While the proximity of our Galactic Center (only 8kpc away) is obviously a big advantage for any study of the SMBH residing there, it is a difficult region to study for other reasons. The substantial quantities of dust in the plane of the Galactic disk (and hence between us and the Galactic Center) extinguish the optical light from the Galactic Center by a factor of $10^{10}$, rendering it basically invisible. Progress must be made by utilizing wavelengths that can more readily penetrate the Galactic dust -- in particular, radio, infra-red, hard X-rays and $\gamma$-rays.

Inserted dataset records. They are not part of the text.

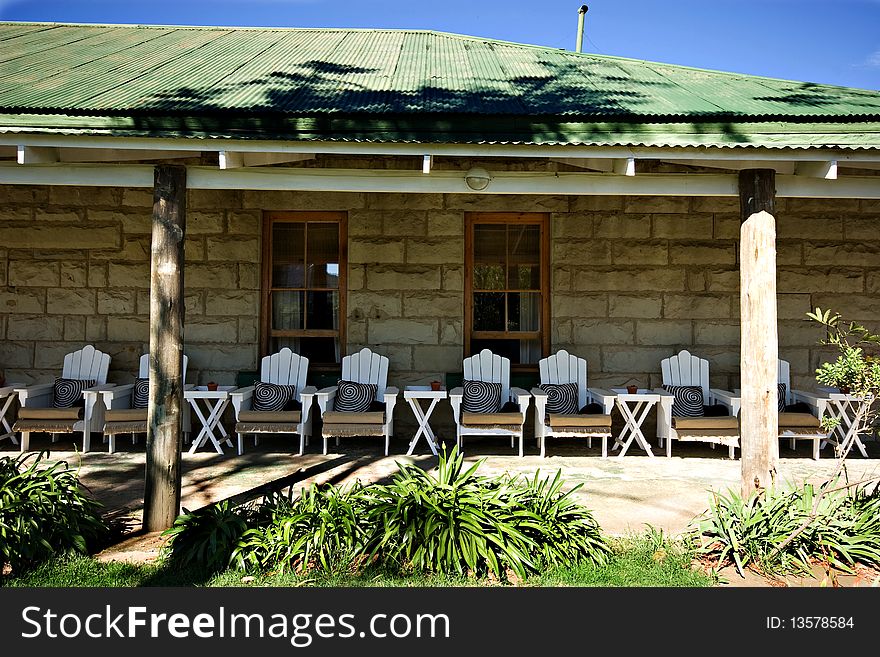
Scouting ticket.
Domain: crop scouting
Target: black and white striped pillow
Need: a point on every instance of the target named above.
(481, 397)
(688, 401)
(140, 397)
(562, 398)
(352, 397)
(271, 396)
(68, 392)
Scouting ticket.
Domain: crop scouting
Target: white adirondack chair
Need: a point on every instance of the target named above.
(281, 368)
(792, 425)
(685, 369)
(38, 414)
(563, 367)
(362, 367)
(490, 368)
(120, 416)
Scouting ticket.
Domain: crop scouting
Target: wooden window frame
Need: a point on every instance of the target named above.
(540, 219)
(303, 216)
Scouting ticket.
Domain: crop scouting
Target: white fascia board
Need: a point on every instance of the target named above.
(447, 150)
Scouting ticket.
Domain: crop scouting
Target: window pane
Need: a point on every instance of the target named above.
(317, 350)
(288, 255)
(524, 277)
(489, 311)
(322, 310)
(520, 352)
(523, 311)
(323, 255)
(287, 310)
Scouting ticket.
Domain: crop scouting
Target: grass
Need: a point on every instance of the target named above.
(637, 561)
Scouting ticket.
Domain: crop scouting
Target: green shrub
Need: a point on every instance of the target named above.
(44, 512)
(205, 538)
(449, 522)
(843, 530)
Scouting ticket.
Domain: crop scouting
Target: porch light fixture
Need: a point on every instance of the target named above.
(477, 179)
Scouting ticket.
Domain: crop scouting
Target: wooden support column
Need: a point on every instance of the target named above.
(759, 351)
(162, 485)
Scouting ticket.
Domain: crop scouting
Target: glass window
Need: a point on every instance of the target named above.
(507, 281)
(303, 291)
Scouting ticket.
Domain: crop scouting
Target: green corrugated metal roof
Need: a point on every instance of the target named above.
(445, 83)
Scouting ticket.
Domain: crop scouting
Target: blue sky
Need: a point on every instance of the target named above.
(827, 41)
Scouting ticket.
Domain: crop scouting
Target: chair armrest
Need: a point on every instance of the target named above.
(325, 396)
(604, 397)
(726, 398)
(455, 396)
(522, 398)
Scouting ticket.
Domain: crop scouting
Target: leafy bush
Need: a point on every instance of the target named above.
(843, 530)
(206, 537)
(44, 511)
(449, 522)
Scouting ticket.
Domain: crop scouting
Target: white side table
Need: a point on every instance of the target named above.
(214, 403)
(7, 396)
(633, 416)
(413, 394)
(843, 406)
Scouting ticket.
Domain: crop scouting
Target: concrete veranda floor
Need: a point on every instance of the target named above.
(625, 494)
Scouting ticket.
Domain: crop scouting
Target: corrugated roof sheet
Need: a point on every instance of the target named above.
(136, 71)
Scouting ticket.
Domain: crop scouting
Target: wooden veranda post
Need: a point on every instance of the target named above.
(759, 351)
(162, 485)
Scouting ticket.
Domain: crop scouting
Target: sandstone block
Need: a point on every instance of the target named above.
(70, 302)
(403, 331)
(692, 226)
(237, 249)
(35, 327)
(640, 253)
(445, 305)
(30, 273)
(579, 305)
(447, 250)
(696, 306)
(43, 236)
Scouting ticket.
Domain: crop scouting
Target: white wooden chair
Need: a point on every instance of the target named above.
(792, 425)
(362, 367)
(281, 368)
(120, 415)
(561, 368)
(37, 411)
(490, 368)
(685, 369)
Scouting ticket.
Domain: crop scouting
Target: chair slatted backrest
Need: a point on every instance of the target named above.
(784, 376)
(489, 368)
(685, 369)
(285, 368)
(563, 367)
(144, 367)
(366, 367)
(87, 364)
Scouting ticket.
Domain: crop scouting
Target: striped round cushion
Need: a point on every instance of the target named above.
(688, 401)
(68, 392)
(353, 397)
(271, 396)
(141, 394)
(481, 397)
(562, 398)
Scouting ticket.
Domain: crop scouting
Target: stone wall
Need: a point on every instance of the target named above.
(634, 279)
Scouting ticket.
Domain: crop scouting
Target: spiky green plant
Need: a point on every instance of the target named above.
(44, 511)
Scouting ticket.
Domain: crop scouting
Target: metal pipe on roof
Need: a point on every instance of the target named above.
(580, 38)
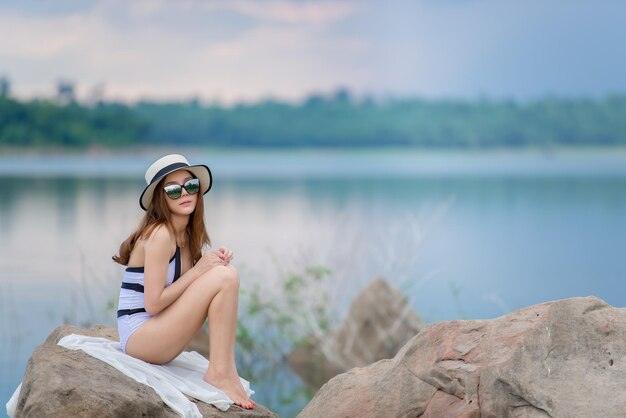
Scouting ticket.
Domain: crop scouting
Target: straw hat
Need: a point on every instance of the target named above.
(166, 165)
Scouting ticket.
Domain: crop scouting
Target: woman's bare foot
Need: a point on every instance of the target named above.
(231, 386)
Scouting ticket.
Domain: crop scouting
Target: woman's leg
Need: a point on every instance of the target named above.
(165, 335)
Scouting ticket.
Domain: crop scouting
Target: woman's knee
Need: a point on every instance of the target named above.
(226, 276)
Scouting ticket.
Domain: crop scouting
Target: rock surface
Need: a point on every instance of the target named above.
(380, 321)
(558, 359)
(69, 383)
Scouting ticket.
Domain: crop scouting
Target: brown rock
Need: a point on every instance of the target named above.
(558, 359)
(69, 383)
(380, 321)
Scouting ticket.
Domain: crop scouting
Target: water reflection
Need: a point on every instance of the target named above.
(501, 241)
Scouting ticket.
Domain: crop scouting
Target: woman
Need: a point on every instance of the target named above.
(163, 303)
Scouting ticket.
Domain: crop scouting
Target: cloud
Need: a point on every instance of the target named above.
(142, 50)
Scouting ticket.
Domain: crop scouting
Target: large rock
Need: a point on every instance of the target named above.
(380, 321)
(558, 359)
(69, 383)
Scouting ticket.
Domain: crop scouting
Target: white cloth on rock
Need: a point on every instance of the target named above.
(171, 381)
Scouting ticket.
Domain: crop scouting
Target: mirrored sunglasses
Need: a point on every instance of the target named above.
(175, 191)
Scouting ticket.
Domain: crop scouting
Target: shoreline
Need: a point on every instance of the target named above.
(7, 151)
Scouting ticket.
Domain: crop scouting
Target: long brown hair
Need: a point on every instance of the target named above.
(158, 214)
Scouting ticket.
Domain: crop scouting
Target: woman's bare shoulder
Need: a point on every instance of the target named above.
(160, 240)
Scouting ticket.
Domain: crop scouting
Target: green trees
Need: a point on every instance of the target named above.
(337, 120)
(46, 123)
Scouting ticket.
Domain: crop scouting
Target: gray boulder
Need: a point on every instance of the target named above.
(380, 321)
(69, 383)
(558, 359)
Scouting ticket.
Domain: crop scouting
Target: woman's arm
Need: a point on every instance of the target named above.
(157, 249)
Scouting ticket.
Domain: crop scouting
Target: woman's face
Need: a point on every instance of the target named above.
(186, 203)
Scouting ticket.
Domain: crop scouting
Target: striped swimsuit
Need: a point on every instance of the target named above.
(131, 313)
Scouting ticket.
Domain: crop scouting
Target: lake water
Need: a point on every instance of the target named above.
(471, 235)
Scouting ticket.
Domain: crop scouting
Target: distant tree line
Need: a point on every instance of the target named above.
(336, 120)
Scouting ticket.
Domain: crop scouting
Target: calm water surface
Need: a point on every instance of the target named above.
(463, 236)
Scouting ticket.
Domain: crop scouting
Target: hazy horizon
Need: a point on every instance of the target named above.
(245, 51)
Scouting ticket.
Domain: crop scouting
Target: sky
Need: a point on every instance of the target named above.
(248, 50)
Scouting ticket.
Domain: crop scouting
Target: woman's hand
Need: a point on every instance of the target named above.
(208, 261)
(225, 254)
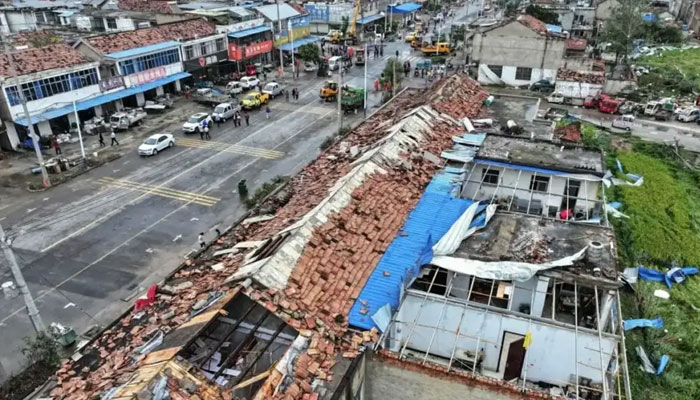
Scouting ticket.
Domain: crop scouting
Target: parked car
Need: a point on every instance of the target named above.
(254, 100)
(625, 122)
(234, 87)
(196, 123)
(155, 143)
(688, 115)
(273, 89)
(249, 82)
(224, 111)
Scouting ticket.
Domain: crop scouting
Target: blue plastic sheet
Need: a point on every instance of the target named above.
(629, 324)
(662, 364)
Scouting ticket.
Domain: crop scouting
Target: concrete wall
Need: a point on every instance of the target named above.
(389, 382)
(514, 45)
(509, 179)
(550, 358)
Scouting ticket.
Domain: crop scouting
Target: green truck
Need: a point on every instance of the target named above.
(352, 99)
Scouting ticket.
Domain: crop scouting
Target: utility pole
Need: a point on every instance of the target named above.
(35, 139)
(340, 94)
(21, 284)
(279, 28)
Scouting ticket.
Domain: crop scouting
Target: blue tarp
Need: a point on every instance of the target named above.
(405, 8)
(674, 275)
(142, 50)
(630, 324)
(369, 19)
(103, 99)
(434, 214)
(249, 31)
(299, 42)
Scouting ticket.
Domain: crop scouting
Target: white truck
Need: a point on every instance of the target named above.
(126, 119)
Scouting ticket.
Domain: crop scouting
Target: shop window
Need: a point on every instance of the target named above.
(490, 176)
(523, 73)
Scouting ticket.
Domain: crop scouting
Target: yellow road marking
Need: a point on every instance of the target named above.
(231, 148)
(196, 198)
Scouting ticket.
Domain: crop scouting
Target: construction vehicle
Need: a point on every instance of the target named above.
(352, 99)
(441, 48)
(127, 119)
(254, 100)
(329, 91)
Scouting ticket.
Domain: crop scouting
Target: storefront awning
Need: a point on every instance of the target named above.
(405, 8)
(371, 18)
(102, 99)
(300, 42)
(249, 31)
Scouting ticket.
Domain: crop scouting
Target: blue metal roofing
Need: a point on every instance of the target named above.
(143, 50)
(405, 8)
(249, 31)
(432, 217)
(518, 166)
(299, 42)
(369, 19)
(103, 99)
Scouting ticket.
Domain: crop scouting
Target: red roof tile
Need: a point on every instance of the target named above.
(186, 30)
(533, 23)
(41, 59)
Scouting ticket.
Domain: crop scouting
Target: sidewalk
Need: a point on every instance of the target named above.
(15, 170)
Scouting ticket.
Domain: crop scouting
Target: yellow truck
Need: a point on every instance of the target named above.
(436, 49)
(254, 100)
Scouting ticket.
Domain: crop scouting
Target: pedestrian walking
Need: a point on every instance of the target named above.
(113, 136)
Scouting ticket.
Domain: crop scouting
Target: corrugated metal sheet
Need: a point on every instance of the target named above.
(434, 214)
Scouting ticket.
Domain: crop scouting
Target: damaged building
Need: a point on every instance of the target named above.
(373, 266)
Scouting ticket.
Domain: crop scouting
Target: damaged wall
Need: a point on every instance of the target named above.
(547, 339)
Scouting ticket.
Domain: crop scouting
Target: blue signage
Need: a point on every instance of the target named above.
(318, 12)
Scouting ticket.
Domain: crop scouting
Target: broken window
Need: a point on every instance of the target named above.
(523, 73)
(490, 176)
(539, 183)
(496, 69)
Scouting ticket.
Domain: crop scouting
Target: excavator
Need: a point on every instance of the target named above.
(351, 34)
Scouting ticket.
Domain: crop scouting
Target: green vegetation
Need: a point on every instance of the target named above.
(663, 228)
(542, 14)
(675, 72)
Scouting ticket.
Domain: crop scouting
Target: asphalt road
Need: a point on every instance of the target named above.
(87, 247)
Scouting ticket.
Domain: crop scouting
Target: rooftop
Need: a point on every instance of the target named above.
(41, 59)
(179, 31)
(541, 154)
(532, 239)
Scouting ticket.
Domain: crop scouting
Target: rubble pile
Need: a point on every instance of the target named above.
(459, 97)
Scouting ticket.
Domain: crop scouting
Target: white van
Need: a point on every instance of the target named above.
(234, 87)
(334, 62)
(625, 122)
(224, 111)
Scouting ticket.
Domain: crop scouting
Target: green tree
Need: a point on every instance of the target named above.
(624, 26)
(344, 25)
(309, 52)
(542, 14)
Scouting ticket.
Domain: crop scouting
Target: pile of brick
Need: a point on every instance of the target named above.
(459, 97)
(570, 75)
(41, 59)
(115, 42)
(157, 6)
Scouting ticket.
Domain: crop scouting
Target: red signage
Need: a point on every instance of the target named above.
(237, 53)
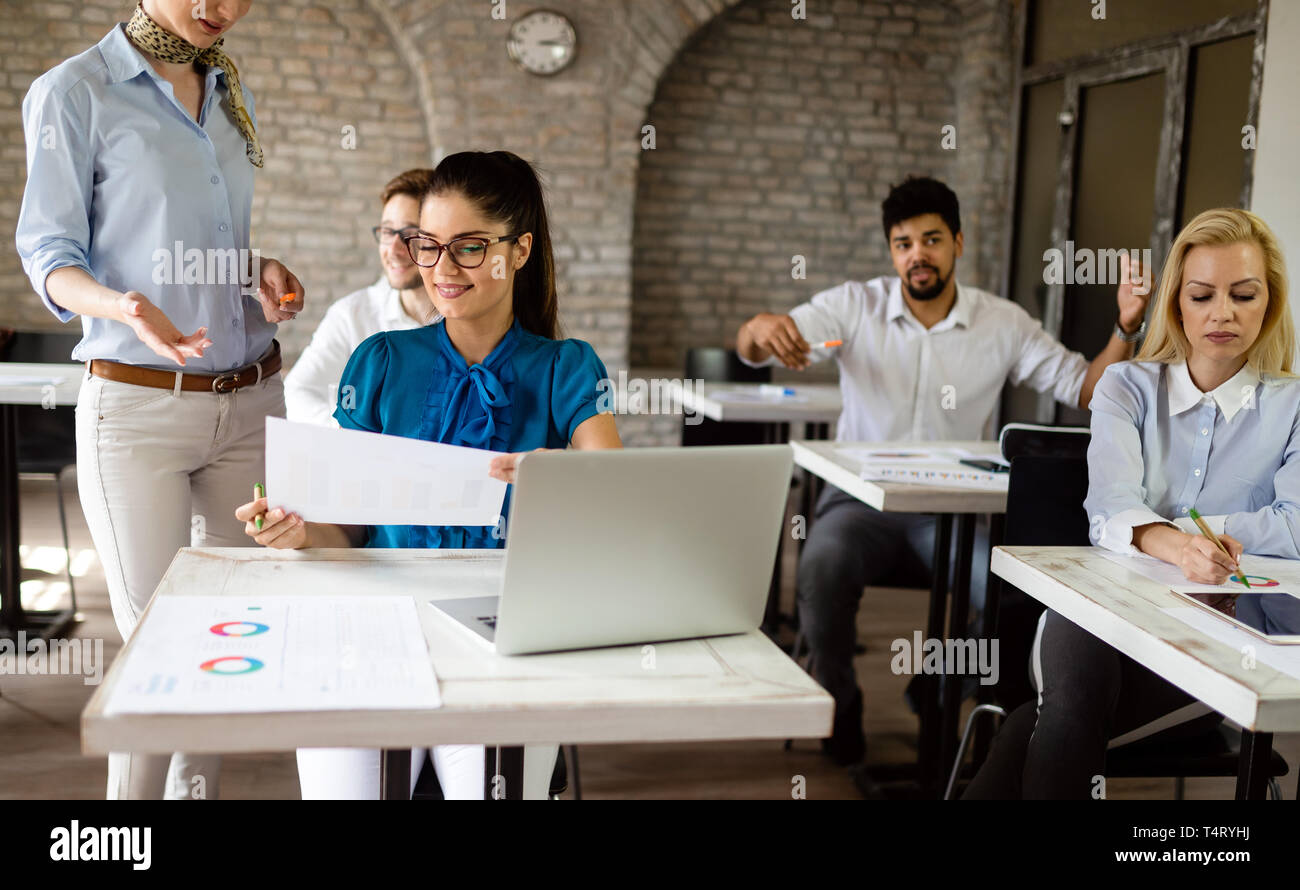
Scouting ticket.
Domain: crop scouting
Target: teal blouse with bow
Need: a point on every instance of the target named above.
(529, 393)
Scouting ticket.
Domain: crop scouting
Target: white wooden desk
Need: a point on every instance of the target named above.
(1123, 610)
(720, 687)
(817, 406)
(13, 617)
(833, 463)
(811, 403)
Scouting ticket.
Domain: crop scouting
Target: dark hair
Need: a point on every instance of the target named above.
(917, 196)
(412, 183)
(505, 187)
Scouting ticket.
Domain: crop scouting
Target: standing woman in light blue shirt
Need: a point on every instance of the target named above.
(141, 157)
(494, 374)
(1205, 419)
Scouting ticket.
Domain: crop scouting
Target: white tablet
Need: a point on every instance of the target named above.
(1269, 615)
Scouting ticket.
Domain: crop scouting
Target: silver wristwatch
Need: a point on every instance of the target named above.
(1131, 338)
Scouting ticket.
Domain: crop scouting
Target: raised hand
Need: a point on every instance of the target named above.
(155, 330)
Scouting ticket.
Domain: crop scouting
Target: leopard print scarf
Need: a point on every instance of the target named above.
(152, 38)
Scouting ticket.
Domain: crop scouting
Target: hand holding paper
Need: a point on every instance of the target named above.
(365, 478)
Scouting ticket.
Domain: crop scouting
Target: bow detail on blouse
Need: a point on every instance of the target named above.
(468, 417)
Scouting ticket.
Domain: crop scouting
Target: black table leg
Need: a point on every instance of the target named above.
(395, 775)
(503, 773)
(930, 723)
(1252, 776)
(958, 616)
(988, 630)
(776, 433)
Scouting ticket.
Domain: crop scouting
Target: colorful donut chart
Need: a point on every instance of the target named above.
(215, 665)
(1256, 581)
(237, 628)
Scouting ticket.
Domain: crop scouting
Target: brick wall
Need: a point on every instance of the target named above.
(779, 138)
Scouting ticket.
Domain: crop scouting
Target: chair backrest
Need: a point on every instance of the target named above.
(711, 363)
(1044, 507)
(1044, 441)
(1044, 502)
(47, 438)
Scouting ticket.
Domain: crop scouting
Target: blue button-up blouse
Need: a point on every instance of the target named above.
(529, 393)
(124, 183)
(1161, 448)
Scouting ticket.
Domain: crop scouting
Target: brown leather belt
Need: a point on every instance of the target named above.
(165, 380)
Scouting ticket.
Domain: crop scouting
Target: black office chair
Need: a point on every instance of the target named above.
(714, 364)
(47, 437)
(1044, 507)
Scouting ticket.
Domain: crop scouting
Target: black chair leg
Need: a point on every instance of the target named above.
(577, 777)
(68, 550)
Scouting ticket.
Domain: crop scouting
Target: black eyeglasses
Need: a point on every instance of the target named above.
(385, 235)
(466, 252)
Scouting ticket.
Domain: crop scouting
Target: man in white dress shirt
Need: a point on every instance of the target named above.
(395, 302)
(922, 359)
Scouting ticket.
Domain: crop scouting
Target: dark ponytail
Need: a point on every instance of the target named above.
(505, 187)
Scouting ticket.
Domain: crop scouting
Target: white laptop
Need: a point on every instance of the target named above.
(635, 546)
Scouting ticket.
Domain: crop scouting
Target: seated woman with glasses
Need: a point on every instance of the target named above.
(492, 376)
(1203, 420)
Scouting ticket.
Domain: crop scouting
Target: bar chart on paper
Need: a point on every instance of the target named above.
(219, 654)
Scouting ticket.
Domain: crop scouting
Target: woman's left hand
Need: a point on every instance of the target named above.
(503, 467)
(276, 282)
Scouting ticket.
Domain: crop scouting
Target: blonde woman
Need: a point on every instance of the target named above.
(1204, 419)
(142, 153)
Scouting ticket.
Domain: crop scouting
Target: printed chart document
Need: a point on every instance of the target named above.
(241, 654)
(1270, 573)
(365, 478)
(17, 381)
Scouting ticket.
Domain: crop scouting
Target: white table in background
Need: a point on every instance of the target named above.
(720, 687)
(14, 390)
(835, 463)
(1126, 610)
(811, 404)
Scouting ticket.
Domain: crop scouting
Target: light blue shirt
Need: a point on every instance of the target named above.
(1161, 447)
(118, 173)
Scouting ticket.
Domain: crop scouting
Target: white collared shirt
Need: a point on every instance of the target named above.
(1161, 448)
(900, 381)
(311, 386)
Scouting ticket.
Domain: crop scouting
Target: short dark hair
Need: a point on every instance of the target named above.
(412, 183)
(917, 196)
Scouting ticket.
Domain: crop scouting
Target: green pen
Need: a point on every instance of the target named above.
(1205, 530)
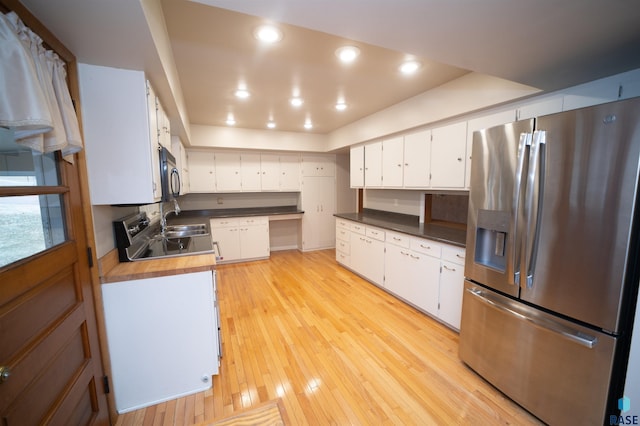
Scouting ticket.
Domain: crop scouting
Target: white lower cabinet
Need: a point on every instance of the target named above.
(422, 272)
(241, 238)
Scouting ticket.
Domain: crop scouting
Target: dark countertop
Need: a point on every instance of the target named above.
(408, 224)
(241, 212)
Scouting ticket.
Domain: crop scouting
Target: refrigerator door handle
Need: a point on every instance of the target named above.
(535, 185)
(568, 333)
(523, 151)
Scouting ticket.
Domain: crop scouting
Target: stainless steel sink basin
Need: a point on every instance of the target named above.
(189, 230)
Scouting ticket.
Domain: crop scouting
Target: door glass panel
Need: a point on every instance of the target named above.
(28, 223)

In recent years, dramatic progress has been made by high spatial resolution studies of the near infra-red emission from bright stars in the central-most regions of the Galaxy. By achieving diffraction-limited near infra-red (K-band) images of the Galactic Center (with resolutions of 60 milli-arcsecs) over the time span of several years, one can directly observe the motions of rapidly-moving stars within the central stellar cluster that inhabits the Galactic Center. One finds that the velocities of stars within the central regions of this cluster drops as the square-root of the distance from the Galactic Center, implying a gravitationally dominant mass of $2.6\times 10^6\hbox{$\rm\thinspace M_{\odot}$}$ confined to the central $10^{-6}{\rm\thinspace pc}^3$ [14,15]. A supermassive black hole is the only long-lived object of this mass and compactness -- a compact cluster of stellar-mass objects would undergo dynamical collapse on a time scale of $10^7{\rm\thinspace yr}$ or less [19]. More recently, these proper motion studies have also detected acceleration of several stars in the Galactic Center region[17,18]. The supermassive black hole hypothesis survives the powerful consistency check allowed by a vector analysis of these accelerations. Any remaining doubt seems to have been removed by recently reported observations that show a star passing within 17 light hours of the putative SMBH [16]. The star remains on a Keplerian orbit, even at the peri-center of the orbit where it achieves a velocity exceeding $5000\hbox{${\rm\thinspace km}{\rm\thinspace s}^{-1}\,$}$. This raises the implied mass-density to more than $10^{17}\hbox{$\rm\thinspace M_{\odot}$}\,{\rm pc}^{-3}$ -- if this were a cluster of compact stellar remnants, it would evaporate or collapse on a timescale of less than $10^5{\rm\thinspace yr}$.